Richard Javan Heydarian..such an interesting topic of discussion. Comments are flooding..lol
The headline states "China’s show of force pushes Philippines back to America", but the second paragraph states "The exercises put a new spotlight on the Philippines, with the United States and its key regional security allies now bidding to step up their strategic cooperation with Manila."
How did the author of this OpEd conflate US worry over PH alliances with CN with China’s actions pushing the Philippines toward renewed ties with the US?
Duterte has been quite clear about strengthening ties in the Orient. He cleary sees how untrustworthy the US has become.
John Tee
China does not export illegal drugs but chemicals which are used to produce medicines, cosmetics, additives, etc. Such chemicals are also exported by Europe, US, Japan, Soith Korea, Singapore, etc.

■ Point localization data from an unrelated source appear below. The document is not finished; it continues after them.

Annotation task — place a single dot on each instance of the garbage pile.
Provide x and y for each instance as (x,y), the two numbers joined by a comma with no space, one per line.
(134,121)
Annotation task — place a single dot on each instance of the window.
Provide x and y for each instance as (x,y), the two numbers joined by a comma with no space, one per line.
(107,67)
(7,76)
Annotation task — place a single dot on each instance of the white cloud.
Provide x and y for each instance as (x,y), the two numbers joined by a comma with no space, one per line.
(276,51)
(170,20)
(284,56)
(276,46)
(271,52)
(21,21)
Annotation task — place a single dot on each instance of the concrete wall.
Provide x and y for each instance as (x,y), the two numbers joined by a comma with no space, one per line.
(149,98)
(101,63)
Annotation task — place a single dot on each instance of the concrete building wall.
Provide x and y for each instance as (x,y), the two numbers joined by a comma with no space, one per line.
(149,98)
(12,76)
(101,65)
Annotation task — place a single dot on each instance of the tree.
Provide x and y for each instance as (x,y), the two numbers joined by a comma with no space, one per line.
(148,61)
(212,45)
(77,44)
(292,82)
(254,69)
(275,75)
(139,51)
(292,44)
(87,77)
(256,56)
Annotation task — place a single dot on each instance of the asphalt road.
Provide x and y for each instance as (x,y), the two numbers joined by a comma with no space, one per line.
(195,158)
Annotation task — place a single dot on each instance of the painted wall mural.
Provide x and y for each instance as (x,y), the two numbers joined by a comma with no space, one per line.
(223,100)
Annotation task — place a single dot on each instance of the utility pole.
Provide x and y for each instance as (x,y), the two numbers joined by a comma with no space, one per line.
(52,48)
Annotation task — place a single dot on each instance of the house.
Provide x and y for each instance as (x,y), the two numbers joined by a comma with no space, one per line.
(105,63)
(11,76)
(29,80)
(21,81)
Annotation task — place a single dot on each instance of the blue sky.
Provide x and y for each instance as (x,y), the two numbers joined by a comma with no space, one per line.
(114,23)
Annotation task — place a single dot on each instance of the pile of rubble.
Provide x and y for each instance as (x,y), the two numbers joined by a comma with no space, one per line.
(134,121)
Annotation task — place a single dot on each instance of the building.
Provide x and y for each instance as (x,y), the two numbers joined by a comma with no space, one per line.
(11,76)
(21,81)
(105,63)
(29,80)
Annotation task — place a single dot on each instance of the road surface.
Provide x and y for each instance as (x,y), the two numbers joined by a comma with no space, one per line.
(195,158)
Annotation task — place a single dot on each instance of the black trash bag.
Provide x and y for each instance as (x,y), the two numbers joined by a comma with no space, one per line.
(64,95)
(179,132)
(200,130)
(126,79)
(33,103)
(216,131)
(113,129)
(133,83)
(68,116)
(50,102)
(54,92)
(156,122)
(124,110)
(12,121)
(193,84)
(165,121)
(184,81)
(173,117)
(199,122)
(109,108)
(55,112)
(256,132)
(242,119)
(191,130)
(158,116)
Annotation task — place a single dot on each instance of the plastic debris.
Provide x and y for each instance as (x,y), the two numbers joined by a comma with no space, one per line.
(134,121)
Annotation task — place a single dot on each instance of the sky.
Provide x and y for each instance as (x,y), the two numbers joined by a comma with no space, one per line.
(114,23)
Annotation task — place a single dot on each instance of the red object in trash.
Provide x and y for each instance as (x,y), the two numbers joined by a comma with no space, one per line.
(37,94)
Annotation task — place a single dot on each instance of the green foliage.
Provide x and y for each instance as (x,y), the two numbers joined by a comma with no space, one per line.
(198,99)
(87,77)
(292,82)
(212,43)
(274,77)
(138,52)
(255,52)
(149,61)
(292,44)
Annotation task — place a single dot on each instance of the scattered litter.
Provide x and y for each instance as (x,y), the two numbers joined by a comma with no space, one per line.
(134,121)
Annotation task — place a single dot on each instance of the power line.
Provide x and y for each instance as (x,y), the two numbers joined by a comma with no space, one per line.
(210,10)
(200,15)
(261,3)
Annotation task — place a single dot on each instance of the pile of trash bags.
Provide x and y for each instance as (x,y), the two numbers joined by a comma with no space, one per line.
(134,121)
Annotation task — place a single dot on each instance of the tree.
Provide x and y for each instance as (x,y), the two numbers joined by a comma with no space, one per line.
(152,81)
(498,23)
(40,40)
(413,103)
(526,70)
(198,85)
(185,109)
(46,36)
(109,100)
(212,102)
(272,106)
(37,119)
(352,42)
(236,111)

Opium production tripled in Afghanistan after the US invasion and occupation. Philippines suffers from very, very serious drug and prostitution problems from the long term US occupation and free rein for the CIA drug operations.
Joseph Lapinski Well now here in the U.S we haven’t brought anything to the world since the country was founded, with its endless wars and trying to create an empire,pehaps some in the Philippines have a sense of their history, and the thousands upon thousands that we slaughtered back in 1900/1901, and its been one of our colonies ever since.!!